Wednesday, October 19, 2005

Latest Plame Absurdities

Read the link for Jacob Weisberg's absurd argument on the Plame case. He joins Richard Cohen and others in the growing right-wing push back against the Plame investigation. It is curious to note that only now, as indictments are apparently in the works, do these folks discover that there is something wrong with the Fitzgerald investigation of the Plame affair. And what is the reasoning they give. Weisberg argues that it is ridiculous to believe that Rove and company could have done the deed because
anyone who worked for Bush and talked to reporters about Plame namely Rove or Scooter Libby, the vice president's chief of staff knew she was undercover. And as nasty as they might be, it's not really thinkable that they would have known. You need a pretty low opinion of people in the White House to imagine they would knowingly foster the possible assassination of CIA assets in other countries for the sake of retaliation against someone who wrote an op-ed they didn't like in the New York Times.
So according to Weisberg reasoning it is unreasonable to believe that any of these people would have knowingly revealed Valerie Plame's name because of the horrible damage that it could do to US national security. But at the same time he argues that the only law that could have been broken was "a flawed piece of legislation called the Intelligence Identities Protection Act." which "As Jack Shafer has written, this 1982 law is almost impossible to break ...". Excuse me, but isn't it just a tad odd that these acts which would be so damaging to US national security are illegal only under a law which is impossible to break. That prior to 1982 there was nothing on the books to make it illegal, for anyone, to reveal the name of a covert CIA agent.
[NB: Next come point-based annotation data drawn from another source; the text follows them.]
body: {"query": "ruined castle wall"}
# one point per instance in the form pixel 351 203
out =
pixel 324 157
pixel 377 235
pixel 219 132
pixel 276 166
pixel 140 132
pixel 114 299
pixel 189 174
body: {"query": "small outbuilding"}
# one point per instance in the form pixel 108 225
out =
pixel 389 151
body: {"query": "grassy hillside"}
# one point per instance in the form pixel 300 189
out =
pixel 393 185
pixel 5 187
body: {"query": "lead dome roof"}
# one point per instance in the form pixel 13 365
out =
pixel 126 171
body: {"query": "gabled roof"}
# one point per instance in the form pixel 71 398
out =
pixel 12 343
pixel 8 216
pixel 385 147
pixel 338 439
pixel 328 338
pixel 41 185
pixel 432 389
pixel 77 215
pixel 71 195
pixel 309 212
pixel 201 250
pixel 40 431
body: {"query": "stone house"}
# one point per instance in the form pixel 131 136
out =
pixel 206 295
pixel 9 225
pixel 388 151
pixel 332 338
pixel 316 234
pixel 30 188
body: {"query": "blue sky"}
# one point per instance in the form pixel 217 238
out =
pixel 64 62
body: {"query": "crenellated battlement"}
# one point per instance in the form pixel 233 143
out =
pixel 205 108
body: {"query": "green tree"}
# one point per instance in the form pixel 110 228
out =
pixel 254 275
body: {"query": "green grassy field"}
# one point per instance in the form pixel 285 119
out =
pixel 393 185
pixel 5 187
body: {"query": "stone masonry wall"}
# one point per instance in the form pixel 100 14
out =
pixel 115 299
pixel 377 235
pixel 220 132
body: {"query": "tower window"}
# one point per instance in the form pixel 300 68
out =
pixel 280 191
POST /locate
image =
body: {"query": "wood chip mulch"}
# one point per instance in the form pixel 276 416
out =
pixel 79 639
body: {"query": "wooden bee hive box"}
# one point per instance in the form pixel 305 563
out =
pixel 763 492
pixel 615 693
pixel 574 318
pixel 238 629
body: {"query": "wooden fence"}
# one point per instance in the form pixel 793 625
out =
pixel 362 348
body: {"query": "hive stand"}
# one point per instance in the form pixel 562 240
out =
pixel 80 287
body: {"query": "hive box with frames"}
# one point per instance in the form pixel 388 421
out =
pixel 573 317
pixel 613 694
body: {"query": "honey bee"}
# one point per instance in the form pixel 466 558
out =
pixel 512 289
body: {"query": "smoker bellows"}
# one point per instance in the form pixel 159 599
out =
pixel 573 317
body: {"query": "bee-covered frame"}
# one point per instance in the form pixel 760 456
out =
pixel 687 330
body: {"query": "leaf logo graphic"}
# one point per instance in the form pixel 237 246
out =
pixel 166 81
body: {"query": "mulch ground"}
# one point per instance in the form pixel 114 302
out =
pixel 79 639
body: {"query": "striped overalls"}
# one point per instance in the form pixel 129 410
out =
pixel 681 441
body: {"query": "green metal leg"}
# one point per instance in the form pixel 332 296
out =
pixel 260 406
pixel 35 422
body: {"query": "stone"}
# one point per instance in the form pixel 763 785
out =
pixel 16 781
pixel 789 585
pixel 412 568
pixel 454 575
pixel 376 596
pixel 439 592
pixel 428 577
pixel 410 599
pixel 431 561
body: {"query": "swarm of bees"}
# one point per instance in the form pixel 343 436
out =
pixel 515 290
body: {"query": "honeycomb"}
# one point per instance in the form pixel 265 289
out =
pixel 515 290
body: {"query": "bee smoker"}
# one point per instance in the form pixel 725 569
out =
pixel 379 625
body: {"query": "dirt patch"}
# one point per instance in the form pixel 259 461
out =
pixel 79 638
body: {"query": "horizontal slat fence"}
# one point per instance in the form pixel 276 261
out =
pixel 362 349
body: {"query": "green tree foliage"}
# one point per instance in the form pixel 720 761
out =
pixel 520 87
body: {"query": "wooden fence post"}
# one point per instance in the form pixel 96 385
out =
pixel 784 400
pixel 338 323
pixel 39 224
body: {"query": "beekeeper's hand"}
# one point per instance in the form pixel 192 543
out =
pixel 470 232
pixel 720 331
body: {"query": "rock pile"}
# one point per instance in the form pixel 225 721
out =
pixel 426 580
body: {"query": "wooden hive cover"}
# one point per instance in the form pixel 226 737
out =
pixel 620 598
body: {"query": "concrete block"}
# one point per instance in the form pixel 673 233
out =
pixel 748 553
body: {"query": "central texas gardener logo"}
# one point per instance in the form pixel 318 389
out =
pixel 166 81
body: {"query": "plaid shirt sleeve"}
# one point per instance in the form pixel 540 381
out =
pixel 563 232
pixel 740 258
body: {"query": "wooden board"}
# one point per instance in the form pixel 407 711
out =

Let me offer a slightly different perspective. When Robert Novak published his July 2003 editorial revealing that Valerie Plame worked undercover for the CIA we immediately had substantial evidence that someone had committed a crime. While it might be possible to reveal the name of an undercover CIA agent without committing a crime, in general doing so involves someone acting illegally. Patrick Fitzgerald was then empowered to investigate the matter and to determine what crimes were committed and by whom. He is doing that job.